Abstract

Background: The effect of restrictive blood transfusion in comparison to liberal red cell transfusion strategy on clinical outcome in cardiac surgery remains undetermined. Objectives: The aim of this work is to evaluate the restrictive blood transfusion strategy versus the liberal strategy in open heart surgery in terms of vital organ functions (heart, brain, lung, and kidney) and mortality.
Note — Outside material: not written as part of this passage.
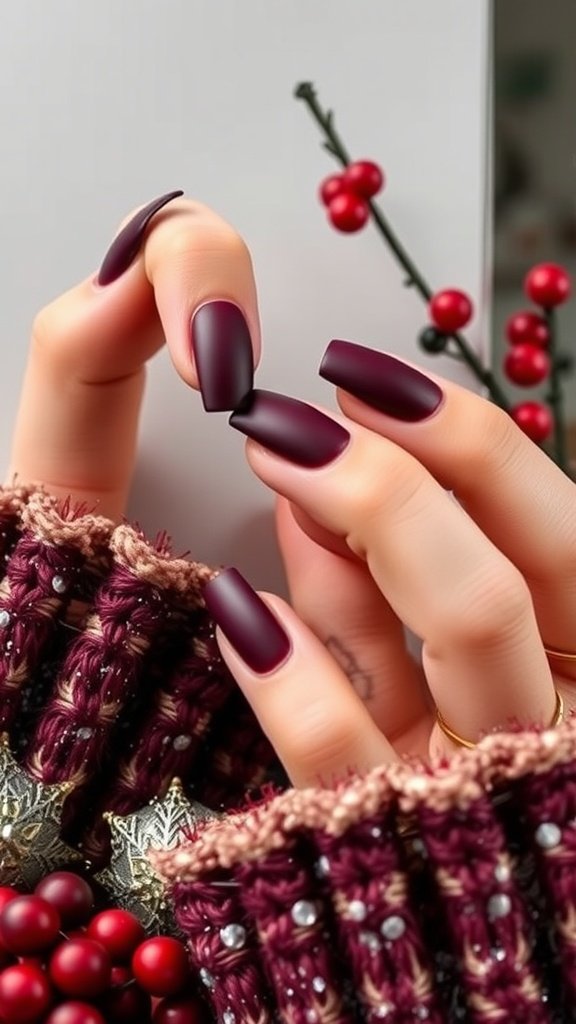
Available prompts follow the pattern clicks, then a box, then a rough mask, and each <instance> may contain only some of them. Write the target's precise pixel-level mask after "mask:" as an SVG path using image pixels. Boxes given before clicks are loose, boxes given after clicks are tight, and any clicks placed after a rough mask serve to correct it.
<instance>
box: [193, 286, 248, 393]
mask: <svg viewBox="0 0 576 1024" xmlns="http://www.w3.org/2000/svg"><path fill="white" fill-rule="evenodd" d="M191 333H192V349H193V352H194V359H195V362H196V369H197V370H198V379H199V381H200V392H201V394H202V401H203V402H204V409H205V410H206V412H207V413H219V412H223V411H224V410H231V409H237V408H238V406H240V403H241V401H242V399H243V398H245V397H246V395H247V394H248V392H249V391H251V389H252V384H253V383H254V358H253V355H252V342H251V341H250V332H249V331H248V325H247V323H246V319H245V317H244V314H243V312H242V310H241V309H240V308H239V307H238V306H237V305H235V303H234V302H222V301H216V302H206V303H205V304H204V305H203V306H200V309H197V311H196V313H195V314H194V316H193V319H192V331H191Z"/></svg>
Patients and Methods: After approval of Institutional ethical committee and obtaining written informed consent from the patient, in this multicenter randomized prospective study, we assigned 100 adult cardiac surgery patients with Euro score I of 6 or more to a restrictive red cell transfusion trigger (transfuse if hemoglobin level was <7.5g/dl starting from the induction of anesthesia) and liberal red cell transfusion trigger (transfuse if hemoglobin level was <9.5g/dl in the operative room or intensive care unit or <8.5g/dl in the ward). The primary outcome was composite of any cause death, myocardial infarction, stroke, or new onset renal failure with dialysis by discharge from hospital or by day28 whichever came first. Results: There was a significant decrease in RBC transfusion in the restrictive group intraoperative, in the postoperative day (1), and in the ward stay. There was significantly less fresh frozen plasma transfused in the restrictive group during the ward stay only. There were a significant decrease in ventilator time, ICU stay, chest tube drainage, and rapid AF occurrence in the restrictive. Conclusion: The restrictive transfusion strategy showed efficacy and safety in decreasing transfusion requirements in cardiac surgery, thus decreasing morbidities and mortality associated with blood transfusion. It also showed cost effectiveness.